A Cornish girl's food adventures

Vegan apple muffins

Nine times out of ten if I bake something vegan it’s because I’ve run out of eggs. These muffins are so nice though that I would make them this way whether I had eggs in my fridge or not. They’re incredibly fluffy and full of flavour, I promise you won’t even notice that they’re vegan!
I make my apple sauce by finely chopping a couple of Bramley apples and cooking them in a small pan with a tablespoon or two of water until they are soft and pulpy.
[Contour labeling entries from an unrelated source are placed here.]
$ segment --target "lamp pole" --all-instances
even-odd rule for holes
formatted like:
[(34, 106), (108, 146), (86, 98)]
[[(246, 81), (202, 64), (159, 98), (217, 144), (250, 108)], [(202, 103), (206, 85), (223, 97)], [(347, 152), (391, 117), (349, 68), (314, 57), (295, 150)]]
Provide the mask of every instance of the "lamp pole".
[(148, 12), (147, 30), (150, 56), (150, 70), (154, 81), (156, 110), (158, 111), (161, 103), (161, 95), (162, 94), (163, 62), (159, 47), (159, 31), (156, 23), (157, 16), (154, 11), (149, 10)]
makes 6 (multiplies easily)
200g apple sauce
50ml non-dairy milk
2 tbsp vegetable oil
130g plain flour
1 tsp baking powder
1/2 tsp bicarbonate of soda
pinch of salt
1/4 tsp ground ginger
1/4 tsp ground allspice
50g light soft brown sugar

Pre-heat your oven to 190°c and line a six hole muffin tin with paper cases. Whisk together the apple sauce, milk substitute and oil in a jug. Sift the flour, raising agents and spices into a mixing bowl before whisking in the salt and sugar. Make a well in the centre and pour in the wet mixture. Briefly stir, just enough to combine everything.If you over mix it then the muffins will become heavy and dense instead of light and fluffy. Divide the batter evenly between the paper cases and bake the muffins for 20 minutes, until they are well risen and golden brown. Enjoy whilst still warm or leave to cool, as they’ll keep for a couple of days.